Calidoro è innamorato della cortigiana Fenicia, di proprietà del lenone Ballione. Ballione ha promesso Fenicia a un soldato macedone in cambio di denaro. Pseudolo, l’astuto servo di Calidoro, abile negli inganni e ricco d’inventiva, riesce a inganare Ballione e a liberare la ragazza. Così Calidoro ottiene la sua amata e Pseudolo, come ricompensa, del vino in abbondanza.

Le commedie di Plauto: Rudens (La gomena)

Questa commedia di Plauto ha ispirato diversi autori futuri: Shakespeare ne La tempesta, Ariosto nella Cassaria, Ruzzante nella Piovana.

Una giovane, Palestra, perseguitata dal lenone Labrace, fa naufragio sulla spiaggia di Cirene. Da una cassetta ripescata grazie a una fune, o gomena (rudens), che contiene oggetti di Palestra bambina, si scopre che è di nascita libera e quindi indebitamente pretesa dal lenone.

Le commedie di Plauto: Stichus (Stico)

Panegiri e Panfila, due giovani sorelle da poco sposate, nonostante l’insistenza del padre si rifiutano di divorziare dai loro mariti, che, dopo aver rovinato il patrimonio, si sono allontanati da casa per tentare la fortuna nella mercatura. L’assenza dura da tre anni ma le mogli persistono fedelmente nell’attesa.

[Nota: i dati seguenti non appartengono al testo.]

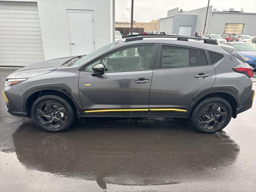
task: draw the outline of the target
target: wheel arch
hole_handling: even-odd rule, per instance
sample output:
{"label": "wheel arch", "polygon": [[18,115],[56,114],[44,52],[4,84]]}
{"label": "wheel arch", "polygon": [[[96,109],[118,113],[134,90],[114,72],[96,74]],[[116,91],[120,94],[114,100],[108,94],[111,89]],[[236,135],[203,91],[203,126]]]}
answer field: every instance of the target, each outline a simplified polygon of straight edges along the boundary
{"label": "wheel arch", "polygon": [[68,88],[63,86],[56,86],[56,85],[41,85],[31,88],[26,92],[26,101],[24,104],[23,108],[28,116],[30,116],[31,108],[35,101],[39,97],[47,94],[56,95],[65,99],[71,106],[74,111],[75,116],[78,118],[80,117],[80,114],[82,110],[76,100],[75,98],[70,93],[71,90]]}
{"label": "wheel arch", "polygon": [[237,108],[240,105],[239,100],[234,95],[234,93],[230,90],[215,90],[201,95],[195,99],[193,104],[190,107],[189,110],[190,111],[190,117],[196,107],[200,102],[208,98],[216,97],[222,98],[229,103],[232,107],[232,117],[236,118],[238,114]]}

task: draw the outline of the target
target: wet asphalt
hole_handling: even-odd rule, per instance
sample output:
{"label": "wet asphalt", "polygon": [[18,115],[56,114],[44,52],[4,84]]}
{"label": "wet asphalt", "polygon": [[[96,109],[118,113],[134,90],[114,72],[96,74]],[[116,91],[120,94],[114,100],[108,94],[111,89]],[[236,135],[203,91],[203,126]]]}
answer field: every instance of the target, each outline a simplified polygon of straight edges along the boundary
{"label": "wet asphalt", "polygon": [[[0,69],[0,87],[15,70]],[[161,118],[84,118],[49,133],[0,100],[1,192],[256,191],[255,98],[213,134]]]}

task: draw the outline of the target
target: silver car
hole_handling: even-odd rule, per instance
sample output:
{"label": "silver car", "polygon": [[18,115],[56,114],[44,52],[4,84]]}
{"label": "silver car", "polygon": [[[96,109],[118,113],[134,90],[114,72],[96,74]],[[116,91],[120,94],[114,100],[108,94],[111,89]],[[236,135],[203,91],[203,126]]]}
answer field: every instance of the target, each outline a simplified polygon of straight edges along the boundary
{"label": "silver car", "polygon": [[227,42],[227,40],[221,37],[220,35],[216,33],[206,33],[203,35],[203,38],[216,39],[218,43],[222,44]]}
{"label": "silver car", "polygon": [[238,37],[238,41],[242,42],[247,42],[252,38],[252,36],[247,35],[239,35],[237,36]]}

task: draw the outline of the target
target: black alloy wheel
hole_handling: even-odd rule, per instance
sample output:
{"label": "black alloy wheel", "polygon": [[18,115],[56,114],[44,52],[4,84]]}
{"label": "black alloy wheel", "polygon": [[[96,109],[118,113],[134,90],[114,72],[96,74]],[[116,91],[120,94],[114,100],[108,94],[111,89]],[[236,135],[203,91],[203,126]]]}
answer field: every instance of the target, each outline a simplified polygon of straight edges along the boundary
{"label": "black alloy wheel", "polygon": [[51,132],[60,132],[70,127],[75,117],[70,103],[64,98],[53,95],[39,97],[31,108],[35,123]]}
{"label": "black alloy wheel", "polygon": [[67,110],[58,102],[48,100],[38,105],[36,116],[40,122],[49,128],[58,128],[63,126],[68,118]]}
{"label": "black alloy wheel", "polygon": [[191,115],[194,128],[201,132],[211,133],[225,128],[232,117],[232,107],[226,99],[211,97],[195,107]]}

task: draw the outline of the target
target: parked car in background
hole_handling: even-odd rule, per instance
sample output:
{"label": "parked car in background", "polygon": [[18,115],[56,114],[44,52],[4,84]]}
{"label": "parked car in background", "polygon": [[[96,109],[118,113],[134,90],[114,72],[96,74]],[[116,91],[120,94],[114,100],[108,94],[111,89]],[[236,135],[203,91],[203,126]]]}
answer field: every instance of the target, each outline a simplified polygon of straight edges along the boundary
{"label": "parked car in background", "polygon": [[82,117],[166,117],[210,133],[252,107],[252,68],[234,48],[168,37],[139,35],[21,68],[6,78],[6,108],[52,132]]}
{"label": "parked car in background", "polygon": [[256,46],[244,42],[229,42],[224,44],[233,47],[248,64],[256,70]]}
{"label": "parked car in background", "polygon": [[123,38],[122,37],[122,34],[121,34],[121,33],[119,31],[117,31],[117,30],[116,30],[115,31],[115,34],[116,35],[117,35],[118,36],[119,36],[119,37],[120,37],[120,38],[121,39],[122,39]]}
{"label": "parked car in background", "polygon": [[[136,33],[136,32],[132,32],[133,35],[138,35],[139,34],[139,33]],[[129,33],[127,35],[131,35],[131,32],[130,32],[130,33]]]}
{"label": "parked car in background", "polygon": [[222,44],[226,43],[227,40],[221,37],[218,34],[216,33],[206,33],[203,35],[202,37],[204,38],[209,38],[210,39],[214,39],[217,40],[218,43]]}
{"label": "parked car in background", "polygon": [[156,34],[158,35],[166,35],[165,32],[164,31],[159,31]]}
{"label": "parked car in background", "polygon": [[175,33],[166,33],[166,34],[168,35],[177,35],[177,34]]}
{"label": "parked car in background", "polygon": [[228,42],[238,41],[238,37],[235,34],[222,34],[221,37],[226,39]]}
{"label": "parked car in background", "polygon": [[251,39],[250,39],[248,42],[250,43],[252,43],[256,45],[256,36],[252,37]]}
{"label": "parked car in background", "polygon": [[247,42],[252,38],[252,36],[247,35],[239,35],[237,36],[238,37],[238,41],[242,42]]}
{"label": "parked car in background", "polygon": [[115,35],[115,41],[120,40],[120,39],[122,39],[122,36],[120,37],[118,35]]}

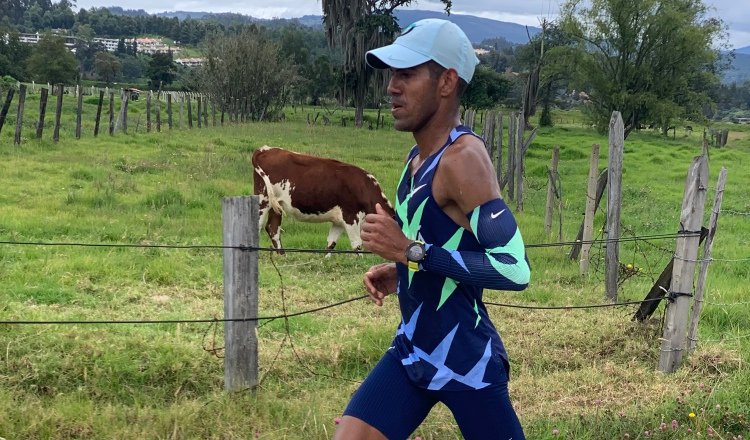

Questa alla fine viene premiata, perché i due mariti ritornano arricchiti e si riconciliano con il suocero. Un rumoroso banchetto finale, organizzato dal servo Stico (Stichus), conclude la vicenda.

Le commedie di Plauto: Trinummus (Le tre monete)

Un giovane, Lesbonico, durante l’assenza del padre, Carmide, ha dissipato tutto il suo patrimonio, per cui è costretto a vendere la casa a Callicle, un vecchio amico di famiglia.

Carmide, prima di partire, aveva confidato a Callicle che nella suddetta casa teneva nascosto un tesoro come dote per la sorella di Lesbonico. Ora la giovane è senza dote, ma quando viene chiesta in sposa, Callicle, per salvare l’onore della famiglia dell’amico, incarica un servo, a prezzo di tre monete (da qui il titolo della commedia) di consegnare il tesoro dicendo che è da parte di un amico generoso. Alla fine si viene a sapere come sono andate veramente le cose.

Le commedie di Plauto: Truculentus (Lo zoticone)

Questa commedia è diversa dalle altre perché il ruolo di cattivo è assunto da una donna, Fronesio. Fronesio è una cortigiana sfrontata e senza scrupoli, che inganna e sfrutta contemporaneamente tre amanti. Truculento, il servitore di Strabace, uno dei tre amanti, si accorge della farsa e tenta di mettere in guardia il suo padrone. Alla fine, però, anche Truculento cade vittima della cortigiana.

Le commedie di Plauto: Vidularia (La commedia del baule)

Di questa commedia rimangono solo frammenti, poco più di 100 versi, che parlano di un baule (in latino vidulus) , da cui il titolo.